田村さんに連絡をして、相談を重ね、ついにエピテーゼが完成した日。
鏡に映る自分の手を見て、言葉にならない感動が込み上げてきました。まるで失ったはずの指がそこに戻ってきたようで、心までが満たされていくのを感じました。
「隠す」日々から解放された私は、手を隠す仕草を忘れ、自然と笑顔が増えていきました。何よりも、鏡を見るたびに「ああ、私の手だ」と思えるようになったのです。
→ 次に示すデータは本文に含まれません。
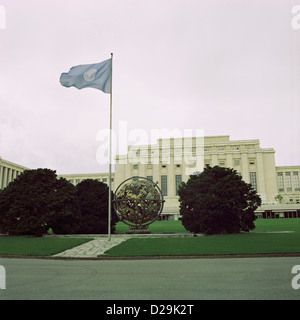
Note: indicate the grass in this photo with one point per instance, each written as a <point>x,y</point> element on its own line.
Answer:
<point>25,245</point>
<point>243,243</point>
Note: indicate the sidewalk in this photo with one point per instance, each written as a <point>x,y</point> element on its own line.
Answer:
<point>100,243</point>
<point>91,249</point>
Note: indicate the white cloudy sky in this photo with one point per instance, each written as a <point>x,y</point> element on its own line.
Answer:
<point>227,67</point>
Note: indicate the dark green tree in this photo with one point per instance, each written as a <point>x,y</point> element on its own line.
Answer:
<point>217,201</point>
<point>36,201</point>
<point>93,201</point>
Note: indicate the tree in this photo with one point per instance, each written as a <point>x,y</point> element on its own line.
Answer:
<point>93,201</point>
<point>36,201</point>
<point>217,201</point>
今、一番に見せたいのは主人です。「ほら、こんなにきれいになったよ」と、驚く顔を想像すると少し楽しくなります。
この指先に、もう一度勇気をもらいました。エピテーゼと出会えたこと、田村さんと出会えたことに、感謝の気持ちでいっぱいです。
60代女性 H.T様 主婦 群馬県 左手薬指のお悩み
このお話は、あるお客様の体験談を元に、少し脚色を加えながらまとめたストーリーです。エピテーゼとの出会いを通じて変わっていく姿を描いています。同じように悩みを抱える方が、ほんの少しでも前向きな気持ちになれるようなきっかけになれば、と願っています。